Innovation supply is not enough to win in the new health economy: government innovation
If Canadian health entrepreneurs, investors and consumers are to take advantage of the emerging hot spots that are bringing global healthcare into the 21st century, our governments will also have to innovate their existing government structures and policy frameworks to allow these new industries to take off.
For example, federal and provincial/regional health agencies could look to innovate on the current business models for buying health services and products. One market instrument that is starting to get traction is the use of social impact bonds as a means of driving prevention and improving the social determinants of health. Another business model innovation is structuring risk-sharing agreements with industry innovators. It is time for healthcare payers to double down on re-architecting business models toward buying the outcomes rather than the inputs.
We also need to find ways of unlocking greater value from the incredibly rich data that resides in the healthcare system by allowing it to flow to patients and to serve as a driver of both innovation and improved health self-management.

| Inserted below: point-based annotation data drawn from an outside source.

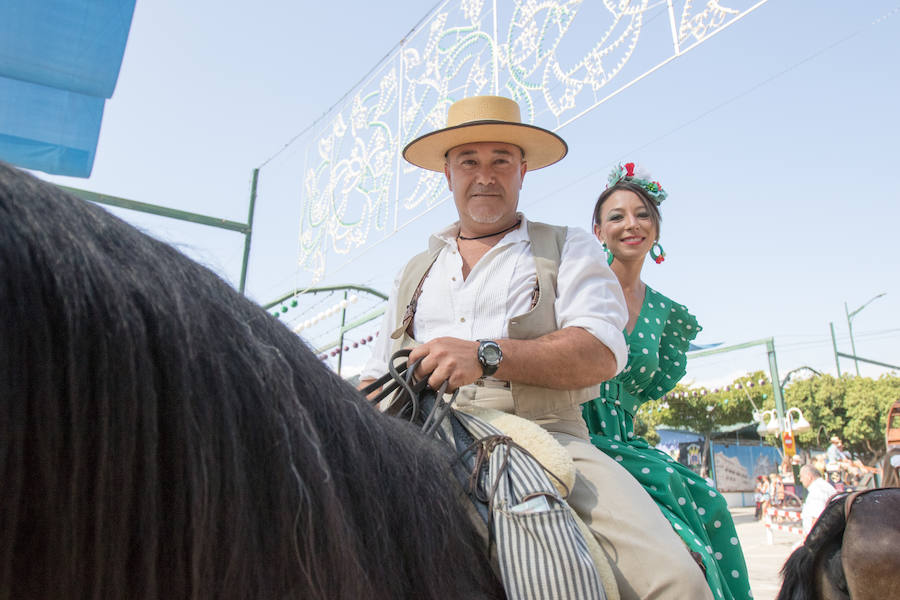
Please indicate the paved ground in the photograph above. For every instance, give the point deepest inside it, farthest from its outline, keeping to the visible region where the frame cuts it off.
(763, 561)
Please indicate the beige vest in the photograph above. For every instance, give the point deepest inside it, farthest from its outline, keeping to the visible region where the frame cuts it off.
(546, 244)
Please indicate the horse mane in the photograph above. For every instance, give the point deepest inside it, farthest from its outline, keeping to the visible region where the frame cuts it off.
(890, 475)
(163, 436)
(821, 546)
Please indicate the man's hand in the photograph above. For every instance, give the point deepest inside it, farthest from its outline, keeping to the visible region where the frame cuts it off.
(447, 359)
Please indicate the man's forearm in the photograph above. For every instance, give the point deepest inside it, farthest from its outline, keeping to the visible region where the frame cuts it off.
(568, 359)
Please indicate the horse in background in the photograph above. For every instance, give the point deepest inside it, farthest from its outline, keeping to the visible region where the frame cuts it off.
(163, 437)
(852, 551)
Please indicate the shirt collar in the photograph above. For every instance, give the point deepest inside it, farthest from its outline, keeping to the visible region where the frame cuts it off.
(447, 235)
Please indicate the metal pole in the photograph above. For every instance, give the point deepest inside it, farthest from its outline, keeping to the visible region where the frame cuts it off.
(837, 361)
(852, 344)
(341, 339)
(249, 231)
(776, 384)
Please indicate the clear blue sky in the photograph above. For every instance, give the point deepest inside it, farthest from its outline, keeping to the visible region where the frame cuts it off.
(777, 141)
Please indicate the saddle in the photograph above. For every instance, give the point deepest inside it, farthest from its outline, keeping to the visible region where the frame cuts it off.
(516, 476)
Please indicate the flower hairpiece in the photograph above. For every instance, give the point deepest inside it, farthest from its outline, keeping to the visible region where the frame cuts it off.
(639, 177)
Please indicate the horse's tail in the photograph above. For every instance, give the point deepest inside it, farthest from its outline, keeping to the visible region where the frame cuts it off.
(823, 541)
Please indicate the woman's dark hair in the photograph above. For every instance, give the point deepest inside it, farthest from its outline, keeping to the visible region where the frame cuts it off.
(642, 194)
(163, 437)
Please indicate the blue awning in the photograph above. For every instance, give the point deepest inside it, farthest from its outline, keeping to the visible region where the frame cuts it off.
(59, 62)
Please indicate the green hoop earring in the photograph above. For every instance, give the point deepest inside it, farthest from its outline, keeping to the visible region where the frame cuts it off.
(657, 253)
(609, 256)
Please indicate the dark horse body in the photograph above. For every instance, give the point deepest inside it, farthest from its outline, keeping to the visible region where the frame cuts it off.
(853, 551)
(161, 436)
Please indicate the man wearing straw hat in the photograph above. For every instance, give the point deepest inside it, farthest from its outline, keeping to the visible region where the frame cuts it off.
(527, 318)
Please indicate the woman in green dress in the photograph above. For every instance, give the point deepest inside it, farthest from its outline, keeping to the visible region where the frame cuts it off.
(626, 221)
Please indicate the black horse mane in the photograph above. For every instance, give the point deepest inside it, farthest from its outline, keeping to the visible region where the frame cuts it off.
(822, 543)
(162, 436)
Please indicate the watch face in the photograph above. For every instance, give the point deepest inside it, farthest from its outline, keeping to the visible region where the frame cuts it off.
(491, 354)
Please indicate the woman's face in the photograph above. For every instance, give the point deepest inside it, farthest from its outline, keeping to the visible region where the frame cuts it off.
(626, 226)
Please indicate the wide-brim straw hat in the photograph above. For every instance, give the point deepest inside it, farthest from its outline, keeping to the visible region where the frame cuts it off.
(486, 119)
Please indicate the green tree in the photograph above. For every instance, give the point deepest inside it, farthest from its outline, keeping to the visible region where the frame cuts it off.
(854, 408)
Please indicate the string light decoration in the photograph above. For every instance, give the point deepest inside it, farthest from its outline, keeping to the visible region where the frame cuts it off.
(357, 191)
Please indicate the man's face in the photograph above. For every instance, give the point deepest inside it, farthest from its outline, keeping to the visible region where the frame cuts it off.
(485, 178)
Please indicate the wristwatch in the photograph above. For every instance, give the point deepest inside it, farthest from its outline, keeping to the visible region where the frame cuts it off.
(489, 355)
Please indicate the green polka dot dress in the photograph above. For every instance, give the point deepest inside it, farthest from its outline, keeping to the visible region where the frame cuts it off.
(696, 510)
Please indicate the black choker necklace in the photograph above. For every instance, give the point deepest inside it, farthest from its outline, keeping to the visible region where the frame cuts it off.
(481, 237)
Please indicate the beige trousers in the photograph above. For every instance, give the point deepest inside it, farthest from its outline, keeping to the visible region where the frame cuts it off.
(649, 560)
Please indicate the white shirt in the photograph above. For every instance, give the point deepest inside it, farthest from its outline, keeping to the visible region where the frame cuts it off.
(818, 494)
(500, 287)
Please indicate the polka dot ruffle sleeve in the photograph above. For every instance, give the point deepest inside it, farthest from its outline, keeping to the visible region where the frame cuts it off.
(679, 328)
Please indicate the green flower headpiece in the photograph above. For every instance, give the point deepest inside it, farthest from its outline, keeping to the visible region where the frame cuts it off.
(641, 179)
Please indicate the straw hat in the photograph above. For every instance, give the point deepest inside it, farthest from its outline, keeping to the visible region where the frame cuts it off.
(485, 119)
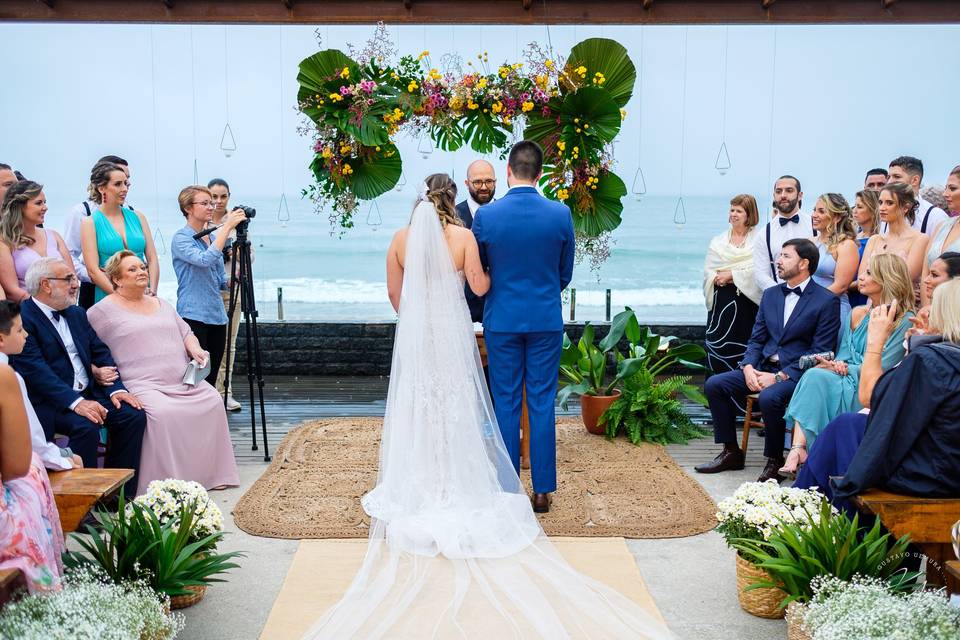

Finally, all levels of government should come together to develop procurement strategies that not only deliver goods and services to healthcare institutions, but that also put the approximately $219-billion healthcare spend to work as an economic driver, propelling local and regional young companies into global markets.
Ultimately, the case for pursuing such shifts comes back to the quality of life for Canadians. Cultivating globally competitive Canadian companies in these emerging innovation sectors will translate to the improved health of civil society, an increase in new health economy jobs and greater wealth and productivity, which are all factors that contribute to the prosperity of Canadian society. These strategies, while challenging, will produce the sort of virtuous circle that we should all demand from our collective investment in our own health. The time to begin forging that dynamic is now.